Lia Russell-Self shares why the Berkshires is the perfect place for living life as a Black queer artist, storyteller, and social activist. 

You grew up in the Deep South. What brought you to the Berkshires?

Bard College at Simon’s Rock in Great Barrington. I was a 15-year-old from Stone Mountain, Georgia, wanting a challenge and freedom in the work I was doing. That wasn’t going to be offered to me in the public high schools I had access to or at the colleges I had looked at, at that point. 

What kept you here after earning your BA in theatrical studies and creative writing from Simon’s Rock?

I fell in love with the land and couldn’t leave. I was lucky that there were opportunities in theater, which I was hell-bent on doing after college, where I could test it out without being in a city. Being in theater here in the Berkshires, it’s been easier to move upward in some ways. If I ever tried to go to a larger theater, it would be quite different.

How would you spend a perfect weekend in the Berkshires?

Driving. It’s one of my favorite things to do.
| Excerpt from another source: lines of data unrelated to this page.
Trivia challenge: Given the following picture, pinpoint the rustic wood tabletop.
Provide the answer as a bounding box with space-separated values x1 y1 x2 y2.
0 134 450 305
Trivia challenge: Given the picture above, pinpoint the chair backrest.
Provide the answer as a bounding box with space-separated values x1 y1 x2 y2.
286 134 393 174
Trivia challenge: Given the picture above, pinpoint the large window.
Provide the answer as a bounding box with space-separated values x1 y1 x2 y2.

Driving back roads, like going through Alford into Great Barrington while listening to an amazing book, then stopping and getting something at Guido’s like sushi, candy apples when fall hits, taste-testing things with my partner. Enjoying views at the same eye level as some of the hills across the way. It’s like staring down God. I don’t know a better way to explain it. 

What do you love most about the way of life in the Berkshires?

Being able to see this beauty that is in chorus with the trees, the rocks, and the mountains as well as what human hands have created. It’s gorgeous. I get to see a portraiture at every juncture of my drives and every part of my life here. 

How has the pandemic affected your life and work?

Completely changed it. I had a fellowship through THE OFFICE performing arts + film in 2020-2021 in a program called Artists at Work. It supports working artists with a living wage and healthcare benefits and brings them together with art, culture and community organizations to collaborate on different projects they want to do. My project, Reclaim Your Liberation, was birthed through that. There’s a long line of oppression that pushed people of color out of rural areas. We’ve worked this land, how can we reclaim that is of us and is not devoid of us? I had been thinking about it for a while, a weird amalgamation of meditations, poetry and being in nature resting, and ways for queer/trans/BIPOC people to engage in community and healthy artmaking in the nature we exist in. The timing was perfect. It really just allowed me to do what I know is important to me. Nothing actually changed, it just got deeper and in that way it all changed.